With his elbow, he pushes the rug aside and sees the door behind.
‘Right, that’s it. We’re going. Now.’
The banging has changed from a firm knock to a frontal assault on the door. The monster is attempting to get in. He is kicking it with his boot. Hammering at the spot where the thin deadbolt holds the fifty-year-old dry-wood door to the opposing wall.
It is only a matter of time.
The problem is that the door in front of Sheldon is also locked, and he can’t manage to get it undone while holding the boy.
‘Come here, you fruitcake. Open this. Open it! Goddamn it!’
But she does not open it. She has crouched down under his bed.
Is she hiding there? That would be madness. Why hide when escape is possible?

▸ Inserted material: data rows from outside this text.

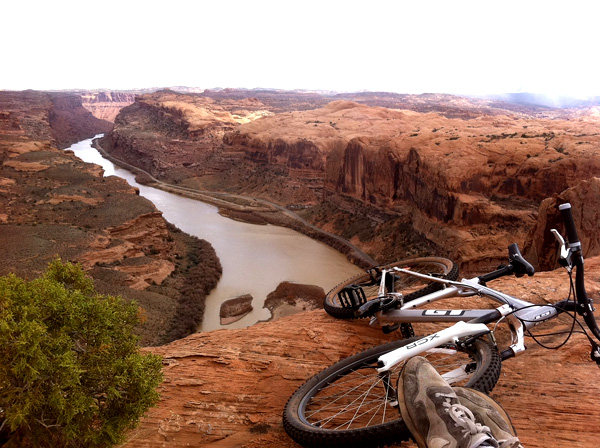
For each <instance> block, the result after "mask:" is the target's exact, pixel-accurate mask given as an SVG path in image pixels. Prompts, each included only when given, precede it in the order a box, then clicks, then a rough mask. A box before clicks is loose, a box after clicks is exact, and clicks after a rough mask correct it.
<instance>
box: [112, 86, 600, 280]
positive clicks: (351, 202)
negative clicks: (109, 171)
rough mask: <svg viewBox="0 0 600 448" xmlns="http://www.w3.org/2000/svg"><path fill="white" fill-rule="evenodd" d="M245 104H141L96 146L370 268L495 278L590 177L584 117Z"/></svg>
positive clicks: (420, 109)
mask: <svg viewBox="0 0 600 448" xmlns="http://www.w3.org/2000/svg"><path fill="white" fill-rule="evenodd" d="M252 93H253V94H255V95H257V97H256V98H248V97H247V96H244V92H239V91H235V90H224V91H218V92H204V94H202V95H182V94H175V93H173V92H169V91H163V92H156V93H155V94H152V95H145V96H142V97H140V98H138V101H137V102H136V103H135V104H134V105H132V106H130V107H128V108H126V109H124V110H123V111H122V113H121V115H120V116H119V118H118V119H117V122H116V126H115V129H114V131H113V132H112V133H111V134H109V136H108V137H107V138H106V139H105V141H104V142H103V145H104V146H105V147H106V149H107V150H108V151H109V152H110V153H111V154H112V155H114V156H115V157H117V158H119V159H122V160H124V161H126V162H128V163H130V164H133V165H136V166H139V167H141V168H143V169H144V170H146V171H148V172H150V173H151V174H152V175H154V176H156V177H158V178H160V179H162V180H165V181H167V182H171V183H175V184H181V185H184V186H186V187H192V188H199V189H204V190H214V191H225V192H235V193H242V194H246V195H248V196H257V197H262V198H266V199H269V200H271V201H274V202H277V203H279V204H281V205H284V206H287V207H288V208H293V209H295V210H299V212H298V213H299V214H300V215H301V216H302V217H304V218H306V219H308V220H309V221H310V222H312V223H313V224H316V225H318V226H320V227H321V228H323V229H325V230H328V231H330V232H333V233H336V234H338V235H340V236H342V237H344V238H346V239H349V240H351V241H352V243H354V244H355V245H357V246H358V247H360V248H361V249H363V250H364V251H366V252H367V253H368V254H369V255H371V256H372V257H373V258H375V259H376V260H377V261H379V262H386V261H389V260H390V259H395V258H406V257H409V256H414V255H423V254H431V253H436V254H442V255H446V256H449V257H450V258H454V259H456V260H457V261H459V262H460V263H461V267H462V268H463V269H466V270H468V271H480V270H485V269H491V268H494V267H495V266H496V265H497V264H498V263H499V262H502V261H503V260H504V256H505V252H506V247H507V246H508V245H509V244H510V243H512V242H518V243H519V244H521V245H523V244H524V243H525V241H526V235H527V234H528V231H529V229H531V228H532V227H533V225H534V223H535V222H536V219H537V218H536V217H537V213H538V207H539V204H540V203H541V202H542V201H543V200H544V199H545V198H547V197H551V196H552V195H556V194H559V193H561V192H562V191H564V190H565V189H567V188H570V187H573V186H575V185H576V184H577V183H578V182H580V181H582V180H585V179H591V178H593V177H595V176H597V175H599V173H600V159H599V158H598V156H597V148H598V147H599V144H600V140H599V139H600V137H598V134H597V132H596V129H597V126H598V122H599V120H600V118H599V115H598V113H597V110H595V109H593V108H592V109H587V110H577V111H566V110H551V109H548V108H537V109H536V108H534V109H531V108H525V107H523V106H520V105H507V104H502V103H498V102H496V103H493V102H490V101H488V102H484V101H476V100H467V99H465V98H460V97H453V96H451V95H416V96H415V95H412V96H411V95H394V94H354V96H352V95H349V94H346V96H350V97H352V98H355V99H357V100H360V101H362V102H363V103H369V104H387V105H393V106H395V107H399V106H402V105H403V106H406V107H410V108H411V109H413V110H398V109H391V108H384V107H373V106H367V105H365V104H359V103H356V102H351V101H334V102H331V103H329V104H327V105H325V106H322V107H320V108H316V106H319V105H322V103H323V99H324V98H323V97H322V96H321V97H320V96H318V95H316V94H308V93H302V94H300V93H293V92H292V93H287V94H285V95H280V96H279V97H277V92H262V91H261V92H252ZM303 95H304V96H303ZM310 95H312V97H311V96H310ZM313 97H314V98H313ZM276 98H279V99H280V101H279V102H277V101H276ZM310 98H312V100H311V99H310ZM300 99H302V100H305V101H306V103H302V102H301V101H300ZM310 101H313V102H312V103H310ZM306 104H311V105H312V107H305V106H306ZM436 104H437V107H438V110H439V112H436V113H433V112H429V113H423V112H422V111H428V110H436V109H435V107H436ZM236 105H237V106H236ZM303 105H304V106H303ZM236 107H237V109H238V112H237V114H238V116H240V115H243V116H248V117H251V118H252V119H248V120H245V121H244V120H238V119H235V116H234V114H233V112H232V111H233V109H234V108H236ZM294 107H296V108H297V109H298V110H292V111H290V110H289V109H292V108H294ZM269 108H270V109H271V110H275V111H277V112H280V113H276V114H272V113H267V112H263V111H264V110H265V109H269ZM242 110H245V112H244V113H242V112H241V111H242ZM282 111H283V112H282ZM259 116H260V117H261V118H260V119H258V120H256V119H254V118H258V117H259ZM528 247H530V244H529V243H528ZM594 253H595V252H594ZM536 262H537V261H536ZM541 266H543V267H545V268H547V267H548V266H546V265H540V266H538V267H541Z"/></svg>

There is no option. Sheldon has to put down the boy to struggle with the lock. And when he does, the boy rushes to his mother.
Just then the front door is kicked in.
It slams into the wall. Though he can’t see the front door from his angle, he hears the wood splinter and something metallic clank on the ground.
What Sheldon does next is focus.
‘Panic is the enemy,’ said staff sergeant O’Callihan in 1950. ‘Panic is not the same as being scared. Everyone gets scared. It is a survival mechanism. It tells you that something is wrong and requires your attention. Panic is when scared takes over your brain, rendering you utterly fucking useless. If you panic in the water, you will drown. If you panic on the battlefield, you will get shot. If you panic as a sniper, you will reveal your location, miss your mark, and fail your mission. Your father will hate you, your mother will ignore you, and women across this planet will be able to smell the stench of failure oozing from your very pores. So, Private Horowitz! What is the lesson here?’